La Terrasse

"La culture est une résistance à la distraction" Pasolini

Avignon / 2015 - Entretien Thomas Ostermeier

Richard III

Richard III - Critique sortie Avignon / 2015 Avignon Opéra Grand Avignon
Crédit photo : Paolo Pellegrin

Opéra Grand Avignon / De Shakespeare / mes Thomas Ostermeier

Publié le 26 juin 2015 - N° 234

Thomas Ostermeier met en scène l’ascension et la chute du fléau de l’Angleterre, transformant le monstre en rhéteur implacable : l’assassin et la honte de sa caste est surtout le révélateur de ses turpitudes.

« C’est une pièce sur la manipulation et le pouvoir du langage. »

Votre Richard est-il un monstre ?

Thomas Ostermeier : Pas du tout. Il vit dans une époque où tout le monde est devenu roi avec violence, il vient en un temps qui conclut cent ans de guerre des Deux-Roses : il est seulement le reflet de sa société. Dans la pièce, d’ailleurs, il n’assassine personne directement et ne tue pas personnellement.
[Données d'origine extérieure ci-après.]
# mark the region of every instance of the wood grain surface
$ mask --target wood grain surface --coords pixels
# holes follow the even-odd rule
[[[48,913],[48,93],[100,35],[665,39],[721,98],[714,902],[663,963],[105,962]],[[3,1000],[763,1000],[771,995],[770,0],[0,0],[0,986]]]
A la fin de la pièce, sur le champ de bataille, il a du sang sur les mains, mais ses propres mains sont restées propres jusqu’à la dernière bataille : ce sont les autres qui sont des assassins. S’il est un monstre, c’est par son art consommé de la stratégie et de la tactique, par son intelligence rhétorique et sa maîtrise du langage.

Vous le détachez donc de la figure habituelle du tyran.

T. O. : A mon avis la pièce n’a rien à voir avec le fascisme : Richard n’est pas un tyran ou un dictateur. La pièce interroge plutôt la capacité rhétorique qui permet de convaincre les autres de faire le pire. C’est quelque chose qui peut s’incarner dans la vie politique, mais aussi dans vie personnelle ou émotionnelle : c’est vraiment une pièce sur la manipulation et le pouvoir du langage.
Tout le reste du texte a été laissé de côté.